Un gerundio di venia # 1
di Marina Pizzi
1.
sulla scrivania alla voce lacuna
è nata un’edera così che il tormento
dell’ignoranza superi la ronda
dello steccato faccia scempio
di corsari d’ascia
2.
tortorelle e lucertoline si scamperanno?
dal livore del vuoto comandamento?
in punta di agave ti chiedo
un gerundio di venia per un cerchio
di bontà la nullità del fulcro ludico.
dove sarà convenuto-conveniente
il carattere del vento?
3.
gioiette le derive
i piedi alla bàttima sborniati di sale
fanno i sapienti non formano orme
spassano in spuma seducono stelle
4.
Lotte di confini
unguento d’urlo al sembiante
non un manubrio di cresime capire
le nozze delle sillabe col baro.
5.
si sa che la radura è l’apice dei poveri
di quelli che scalano per non finir d’imbuto
ma comunque perdenti
i denti di latta dentro l’accappatoio
6.
le ore recise, erose
un giorno me ne andrò di pala in frasca
o col sudario al polso
con l’indice vermiglio per più chiederti
la venia del miglio appena fatto
7.
la città costretta in un bavero di stracci
giornalacci nativi allo sterco
comandi stantii la conca del vuoto
un fiumicciattolo di reti le comete
meschine meschine più oltre
la questua di fare singhiozzo
la rotta dispersa la salsa promessa
8.
il dovere della notte
quando ad apostrofo la lesione
è congiunta al mancamento
al digiuno per eclisse
rovello del malsano il diverbio
tra buio e luce
con capoccella di vetri il verdetto
9.
il letto della foce fu l’ossuto
sovrano di canestro senza lancio
sul bavero la goccia dell’addentro
fato al saccheggio bandolo di cieco
coma all’asfalto di tenerti al petto.
10.
premure di soqquadro questo percorso
orizzonte di schianto quale il verbo
al livore. eppure nacque cheto
il rigagnolo espulso dal mare
quale un enigma invece ne visse
cerbottana di tanta borgata
a far secco il sangue senza alberi
le strade sbadate
vuote di baci le scorte
11.
a tutto scapito del tarlo
il ripostiglio del suolo?
retrovia scoscesa lo sguardo
rituale di nessuna visione.
per mosse di animule cose
guardo mia madre responso:
non sono che cieca, mi dice.
12.
l’estate si dilata spugnesca atrocità /
i ventilatori stridono sudori di acque vinte /
così si può l’ho appena riscoperto /
rendersi fantasmi di sé /
cambiare il rettilineo in un sorpasso di stasi /
la scrivania che taglia le braccia /
le genie del vento le nullità del sale /
il sesso come voglia di salvezza /
solo una sagoma di mare capovolto /
un globo di resine al sudario /
13.
ha meditato la ronda ma non basta affatto
la capienza di un tuorlo per capire
il comando despota la deriva in brace
il singulto del cielo brevettato al vuoto.

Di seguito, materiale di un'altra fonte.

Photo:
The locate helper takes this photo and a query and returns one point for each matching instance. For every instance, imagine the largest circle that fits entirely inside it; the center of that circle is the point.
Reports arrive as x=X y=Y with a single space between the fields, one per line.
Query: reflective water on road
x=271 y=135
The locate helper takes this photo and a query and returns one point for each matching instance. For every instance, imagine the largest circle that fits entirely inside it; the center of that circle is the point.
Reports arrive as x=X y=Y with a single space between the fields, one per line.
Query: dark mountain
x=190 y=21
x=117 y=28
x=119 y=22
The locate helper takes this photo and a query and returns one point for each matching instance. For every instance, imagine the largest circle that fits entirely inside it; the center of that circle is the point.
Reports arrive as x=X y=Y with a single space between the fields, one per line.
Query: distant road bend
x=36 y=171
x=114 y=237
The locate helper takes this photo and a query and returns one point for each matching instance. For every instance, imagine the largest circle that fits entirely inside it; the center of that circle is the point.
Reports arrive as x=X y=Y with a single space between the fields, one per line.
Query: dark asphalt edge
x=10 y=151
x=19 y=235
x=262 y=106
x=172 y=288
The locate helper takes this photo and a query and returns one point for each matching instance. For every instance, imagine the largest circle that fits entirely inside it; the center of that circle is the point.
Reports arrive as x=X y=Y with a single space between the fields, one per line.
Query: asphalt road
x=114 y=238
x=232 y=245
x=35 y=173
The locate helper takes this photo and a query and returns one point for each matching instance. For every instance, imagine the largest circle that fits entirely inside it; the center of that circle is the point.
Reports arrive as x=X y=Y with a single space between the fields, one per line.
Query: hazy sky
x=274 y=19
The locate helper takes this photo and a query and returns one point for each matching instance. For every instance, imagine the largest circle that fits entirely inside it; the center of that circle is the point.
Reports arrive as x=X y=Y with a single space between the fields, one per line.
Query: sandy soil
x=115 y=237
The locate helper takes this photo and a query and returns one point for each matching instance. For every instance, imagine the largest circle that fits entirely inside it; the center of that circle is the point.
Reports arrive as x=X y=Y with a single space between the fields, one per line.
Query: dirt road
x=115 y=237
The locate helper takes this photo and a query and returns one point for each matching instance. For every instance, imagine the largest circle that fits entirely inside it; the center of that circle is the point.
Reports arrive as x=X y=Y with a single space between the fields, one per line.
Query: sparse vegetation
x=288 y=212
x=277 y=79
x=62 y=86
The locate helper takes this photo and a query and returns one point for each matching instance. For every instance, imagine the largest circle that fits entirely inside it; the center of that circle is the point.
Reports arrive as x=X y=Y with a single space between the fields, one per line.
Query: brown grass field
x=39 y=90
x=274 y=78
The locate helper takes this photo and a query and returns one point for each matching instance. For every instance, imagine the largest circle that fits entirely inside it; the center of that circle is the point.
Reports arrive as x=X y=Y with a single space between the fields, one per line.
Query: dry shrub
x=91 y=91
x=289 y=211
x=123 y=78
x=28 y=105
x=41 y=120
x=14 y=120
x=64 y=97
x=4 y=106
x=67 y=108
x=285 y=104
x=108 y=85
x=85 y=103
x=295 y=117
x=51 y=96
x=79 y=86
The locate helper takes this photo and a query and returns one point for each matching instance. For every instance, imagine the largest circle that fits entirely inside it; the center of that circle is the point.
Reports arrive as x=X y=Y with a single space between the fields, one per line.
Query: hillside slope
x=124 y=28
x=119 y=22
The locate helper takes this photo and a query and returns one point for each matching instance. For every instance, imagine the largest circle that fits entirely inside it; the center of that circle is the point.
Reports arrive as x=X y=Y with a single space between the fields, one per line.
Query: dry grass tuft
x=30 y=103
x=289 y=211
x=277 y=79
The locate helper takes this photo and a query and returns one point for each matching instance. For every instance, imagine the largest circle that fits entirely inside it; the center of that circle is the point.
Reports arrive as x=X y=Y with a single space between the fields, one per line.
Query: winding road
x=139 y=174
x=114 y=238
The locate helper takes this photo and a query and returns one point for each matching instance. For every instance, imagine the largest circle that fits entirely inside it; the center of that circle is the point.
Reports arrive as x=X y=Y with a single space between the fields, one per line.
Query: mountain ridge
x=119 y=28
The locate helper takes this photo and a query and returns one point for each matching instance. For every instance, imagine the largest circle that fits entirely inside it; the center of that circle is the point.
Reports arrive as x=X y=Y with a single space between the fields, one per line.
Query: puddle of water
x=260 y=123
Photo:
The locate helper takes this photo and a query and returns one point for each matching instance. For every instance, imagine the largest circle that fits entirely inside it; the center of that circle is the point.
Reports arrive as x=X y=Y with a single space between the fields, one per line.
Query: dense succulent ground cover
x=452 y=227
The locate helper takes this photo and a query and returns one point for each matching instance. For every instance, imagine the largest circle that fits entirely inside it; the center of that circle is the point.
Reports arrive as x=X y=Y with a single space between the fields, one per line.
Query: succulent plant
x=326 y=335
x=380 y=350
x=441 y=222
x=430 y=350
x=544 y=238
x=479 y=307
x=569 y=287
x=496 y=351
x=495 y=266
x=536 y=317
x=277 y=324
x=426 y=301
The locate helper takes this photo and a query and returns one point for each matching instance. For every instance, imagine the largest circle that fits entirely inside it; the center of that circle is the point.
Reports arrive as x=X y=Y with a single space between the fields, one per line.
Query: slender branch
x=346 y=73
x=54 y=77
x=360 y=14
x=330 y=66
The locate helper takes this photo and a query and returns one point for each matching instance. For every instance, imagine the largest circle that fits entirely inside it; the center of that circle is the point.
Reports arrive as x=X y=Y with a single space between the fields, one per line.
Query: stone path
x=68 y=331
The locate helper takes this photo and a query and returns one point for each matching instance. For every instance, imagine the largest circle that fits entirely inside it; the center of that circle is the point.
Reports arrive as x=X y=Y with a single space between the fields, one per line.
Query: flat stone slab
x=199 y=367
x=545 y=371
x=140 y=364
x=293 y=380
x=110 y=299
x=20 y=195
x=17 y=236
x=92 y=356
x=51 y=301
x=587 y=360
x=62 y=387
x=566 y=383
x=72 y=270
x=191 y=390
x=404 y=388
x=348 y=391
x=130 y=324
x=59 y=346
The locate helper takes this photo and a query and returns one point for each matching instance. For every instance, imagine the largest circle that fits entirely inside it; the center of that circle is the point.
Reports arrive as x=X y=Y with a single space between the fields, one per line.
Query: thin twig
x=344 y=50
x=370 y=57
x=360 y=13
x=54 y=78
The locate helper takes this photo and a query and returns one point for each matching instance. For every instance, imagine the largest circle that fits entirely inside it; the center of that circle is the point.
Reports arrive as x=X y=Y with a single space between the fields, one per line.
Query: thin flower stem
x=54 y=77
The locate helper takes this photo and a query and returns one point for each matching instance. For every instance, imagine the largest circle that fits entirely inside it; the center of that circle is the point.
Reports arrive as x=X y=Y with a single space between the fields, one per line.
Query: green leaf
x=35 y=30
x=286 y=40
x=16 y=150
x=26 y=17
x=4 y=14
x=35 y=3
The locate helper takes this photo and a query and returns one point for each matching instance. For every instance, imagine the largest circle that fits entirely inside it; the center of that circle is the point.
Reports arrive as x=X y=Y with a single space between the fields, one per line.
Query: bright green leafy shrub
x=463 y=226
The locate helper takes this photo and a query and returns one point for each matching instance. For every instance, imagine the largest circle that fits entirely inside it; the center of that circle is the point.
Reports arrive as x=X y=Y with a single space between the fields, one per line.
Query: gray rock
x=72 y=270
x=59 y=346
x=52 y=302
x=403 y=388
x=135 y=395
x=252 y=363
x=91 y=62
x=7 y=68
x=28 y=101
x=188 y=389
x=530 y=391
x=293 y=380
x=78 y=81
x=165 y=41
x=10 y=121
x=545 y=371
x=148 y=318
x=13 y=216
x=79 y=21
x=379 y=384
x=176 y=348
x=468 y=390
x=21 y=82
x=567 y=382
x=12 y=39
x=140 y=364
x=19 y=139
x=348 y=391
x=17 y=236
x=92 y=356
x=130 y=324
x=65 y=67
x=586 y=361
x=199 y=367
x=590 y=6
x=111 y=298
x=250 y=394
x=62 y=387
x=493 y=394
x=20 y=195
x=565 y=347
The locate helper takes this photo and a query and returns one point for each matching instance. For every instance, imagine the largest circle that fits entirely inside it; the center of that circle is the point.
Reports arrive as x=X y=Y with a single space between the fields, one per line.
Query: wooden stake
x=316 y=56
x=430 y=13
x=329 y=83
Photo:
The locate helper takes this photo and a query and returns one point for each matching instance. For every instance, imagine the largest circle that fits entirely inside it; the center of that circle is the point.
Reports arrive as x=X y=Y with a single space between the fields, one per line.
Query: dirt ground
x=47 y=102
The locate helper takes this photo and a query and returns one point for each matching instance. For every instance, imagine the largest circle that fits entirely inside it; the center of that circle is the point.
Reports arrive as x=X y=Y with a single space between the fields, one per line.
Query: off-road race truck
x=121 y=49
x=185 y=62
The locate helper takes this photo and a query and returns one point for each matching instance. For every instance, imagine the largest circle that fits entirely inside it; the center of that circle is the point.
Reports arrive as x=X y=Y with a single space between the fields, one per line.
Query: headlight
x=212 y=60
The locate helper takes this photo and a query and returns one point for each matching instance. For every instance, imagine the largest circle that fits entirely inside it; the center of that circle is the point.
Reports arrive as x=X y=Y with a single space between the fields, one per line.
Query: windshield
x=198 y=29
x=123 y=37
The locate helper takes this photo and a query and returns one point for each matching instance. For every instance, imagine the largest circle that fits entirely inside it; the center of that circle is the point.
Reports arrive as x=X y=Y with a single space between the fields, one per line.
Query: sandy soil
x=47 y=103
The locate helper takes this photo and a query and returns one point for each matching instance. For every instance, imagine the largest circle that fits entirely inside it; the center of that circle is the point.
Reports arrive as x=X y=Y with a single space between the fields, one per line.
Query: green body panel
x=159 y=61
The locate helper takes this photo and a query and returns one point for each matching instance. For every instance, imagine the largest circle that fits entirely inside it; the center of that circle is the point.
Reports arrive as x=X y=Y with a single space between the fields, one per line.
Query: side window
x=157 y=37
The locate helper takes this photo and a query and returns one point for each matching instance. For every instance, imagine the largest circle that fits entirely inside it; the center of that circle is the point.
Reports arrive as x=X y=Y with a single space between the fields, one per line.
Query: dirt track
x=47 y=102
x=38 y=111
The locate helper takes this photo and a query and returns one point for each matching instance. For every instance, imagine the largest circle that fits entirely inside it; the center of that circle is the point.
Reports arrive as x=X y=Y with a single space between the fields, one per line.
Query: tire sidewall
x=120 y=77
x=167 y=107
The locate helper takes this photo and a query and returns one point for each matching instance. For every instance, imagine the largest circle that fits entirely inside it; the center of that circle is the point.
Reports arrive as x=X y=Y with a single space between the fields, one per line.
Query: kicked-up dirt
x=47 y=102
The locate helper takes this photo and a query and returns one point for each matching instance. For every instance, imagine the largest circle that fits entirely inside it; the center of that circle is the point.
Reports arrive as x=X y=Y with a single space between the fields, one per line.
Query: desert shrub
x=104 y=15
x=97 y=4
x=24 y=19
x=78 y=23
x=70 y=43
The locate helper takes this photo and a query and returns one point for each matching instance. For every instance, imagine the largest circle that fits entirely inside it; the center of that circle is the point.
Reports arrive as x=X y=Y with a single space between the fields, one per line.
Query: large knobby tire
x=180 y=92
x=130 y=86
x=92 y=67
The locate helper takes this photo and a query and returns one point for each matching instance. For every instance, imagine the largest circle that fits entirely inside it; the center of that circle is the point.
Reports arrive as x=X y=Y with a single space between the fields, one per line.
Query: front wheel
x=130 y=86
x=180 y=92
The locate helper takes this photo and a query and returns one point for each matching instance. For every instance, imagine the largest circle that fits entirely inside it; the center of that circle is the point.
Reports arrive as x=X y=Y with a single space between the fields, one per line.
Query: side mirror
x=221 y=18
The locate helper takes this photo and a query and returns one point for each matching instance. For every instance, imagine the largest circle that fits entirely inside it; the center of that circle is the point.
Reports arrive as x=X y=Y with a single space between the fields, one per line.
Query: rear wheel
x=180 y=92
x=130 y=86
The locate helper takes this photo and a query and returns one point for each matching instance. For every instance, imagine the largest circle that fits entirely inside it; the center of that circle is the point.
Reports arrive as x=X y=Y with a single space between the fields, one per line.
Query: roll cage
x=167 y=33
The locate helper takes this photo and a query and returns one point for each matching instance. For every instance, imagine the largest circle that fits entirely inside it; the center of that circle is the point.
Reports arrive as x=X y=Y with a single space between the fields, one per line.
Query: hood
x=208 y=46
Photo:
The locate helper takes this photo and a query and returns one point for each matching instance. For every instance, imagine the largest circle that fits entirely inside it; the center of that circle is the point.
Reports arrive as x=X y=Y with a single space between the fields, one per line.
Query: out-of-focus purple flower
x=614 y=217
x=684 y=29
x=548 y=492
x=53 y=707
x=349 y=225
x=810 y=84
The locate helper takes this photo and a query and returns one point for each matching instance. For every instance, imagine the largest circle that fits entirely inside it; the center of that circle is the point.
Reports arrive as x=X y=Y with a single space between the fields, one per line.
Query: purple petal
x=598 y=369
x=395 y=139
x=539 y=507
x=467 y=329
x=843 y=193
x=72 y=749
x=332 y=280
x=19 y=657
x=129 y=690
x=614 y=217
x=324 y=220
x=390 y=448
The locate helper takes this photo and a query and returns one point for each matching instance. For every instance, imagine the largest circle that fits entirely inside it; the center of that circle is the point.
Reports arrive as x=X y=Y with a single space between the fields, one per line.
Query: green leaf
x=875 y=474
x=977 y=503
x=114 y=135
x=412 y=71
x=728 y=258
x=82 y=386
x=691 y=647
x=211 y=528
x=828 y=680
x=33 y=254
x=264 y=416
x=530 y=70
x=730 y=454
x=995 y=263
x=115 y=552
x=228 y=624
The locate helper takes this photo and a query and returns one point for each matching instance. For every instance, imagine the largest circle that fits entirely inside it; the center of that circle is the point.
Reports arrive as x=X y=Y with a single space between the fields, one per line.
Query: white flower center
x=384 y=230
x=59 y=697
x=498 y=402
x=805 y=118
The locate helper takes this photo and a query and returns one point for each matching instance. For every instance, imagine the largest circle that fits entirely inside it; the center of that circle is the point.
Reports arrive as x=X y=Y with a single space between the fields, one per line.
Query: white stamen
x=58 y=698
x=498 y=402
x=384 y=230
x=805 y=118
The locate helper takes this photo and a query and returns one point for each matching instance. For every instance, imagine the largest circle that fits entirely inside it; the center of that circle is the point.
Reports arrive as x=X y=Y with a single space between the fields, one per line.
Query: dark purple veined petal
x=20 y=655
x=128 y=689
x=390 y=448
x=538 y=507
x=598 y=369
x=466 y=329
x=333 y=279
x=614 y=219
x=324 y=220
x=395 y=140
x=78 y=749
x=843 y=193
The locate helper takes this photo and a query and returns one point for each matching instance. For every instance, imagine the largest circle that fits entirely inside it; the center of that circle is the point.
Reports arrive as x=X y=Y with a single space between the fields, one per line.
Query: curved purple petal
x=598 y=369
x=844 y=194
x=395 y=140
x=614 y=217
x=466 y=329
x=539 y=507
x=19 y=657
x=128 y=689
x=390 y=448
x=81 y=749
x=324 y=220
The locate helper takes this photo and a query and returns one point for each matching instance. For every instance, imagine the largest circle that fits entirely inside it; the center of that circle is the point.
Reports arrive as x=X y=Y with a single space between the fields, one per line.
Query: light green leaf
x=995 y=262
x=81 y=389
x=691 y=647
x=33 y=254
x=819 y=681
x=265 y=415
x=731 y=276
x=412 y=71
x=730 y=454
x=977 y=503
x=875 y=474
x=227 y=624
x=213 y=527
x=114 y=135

in un torneo di resine nessuna vincita
incita il malmesso al raccordo col credulo.
14.
il gioco fermo non è stato mai cremato
15.
per smantellare la solitudine
andava da un’amica
quasi ogni giorno nel pomeriggio.
ma non bastava. ma se lo faceva bastare.
la sirena del soccorso passava
sotto casa molto spesso: ogni volta
un pensiero all’abitacolo che
sentiva più che legittimo. tornava
per un altro telegiornale. vaga lena
le coricava il petto.
16.
chiamami al viso e torna più sovente
qui che ti veda fiaccola contenta
qui che lacrime di bilico rasento.
avveri amore un apice
atto vestale stato a compimento.
17.
mangia una cosa cupa
il viottolo infantile la fa pane
18.
ha un cortocircuito nelle vene
dacché lo ha visto
soqquadro appena esile di bacio
scimitarra appena dopo
soqquadro appena forte a far di pugno
la retta appena nata da tanta smania
19.
lontana fissità questo disegno
pagato con il sangue del costato
eppure senza venia né comando
artefice d’inedia a dritta a manca
dolo di cipressi ad ante tempo.
in verità l’invano del protrarsi
sorsetti di ebetudini contiene
gli strappi che tentano alla cima.
così si resta con il pendio al polso
tirati sotto aciduli verdetti
tutti tenuti in nudità di traino.
20.
demolizioni estive questo sudario
ritmico canneto o lebbrosario
vedi tu di vederci vita da consistere
finalmente una risata sazia:
bravura a farsi equilibrista
vincente sulla cedola del dolo
di chiamare gli angeli nonostante
l’àncora del disuso: il perimetro
dannoso ha sconfitto qualsiasi
ricamo di rondine lo stridere
quasi votivo appello questo
omiciattolo l’arsura del sudario
21.
gli occhi te li ha brevettati
un rigagnolo di salsedine:
inganno e compromesso vanno a ruba
da una cavità dell’ultimo mercato
in zona e oltre.
alla guerra non mancherà
il pagliaccio delle esequie.
22.
con un baratto che sembra una reliquia
giocano bimbetti graziati dalla canicola
del rasoterra ad un’altura
di frullo in tanto panico:
la sfortuna del globo borchia acido straccio
dacché le doglie delle donne
le pestilenze delle chele stanno
tutte allo strillo di un cantone d’ascia.
23.
il dolore del sale qui su le chiose
delle lezioni in bilico da sempre
in bilico tra postazioni di ronda
e torti di mercato.
la fede cieca sul far delle rendite
dive d’oltre tentacolo:
quasi risibile il pantano delle donne
atte alle nascite: ma la tenuta d’alba
ancora non basta al tema, qui, del sangue
di sé stracolmo motto
24.
tingere i capelli bianchi è una violenza
sul carico del tempo, sulla paura, sul limbo del soqquadro.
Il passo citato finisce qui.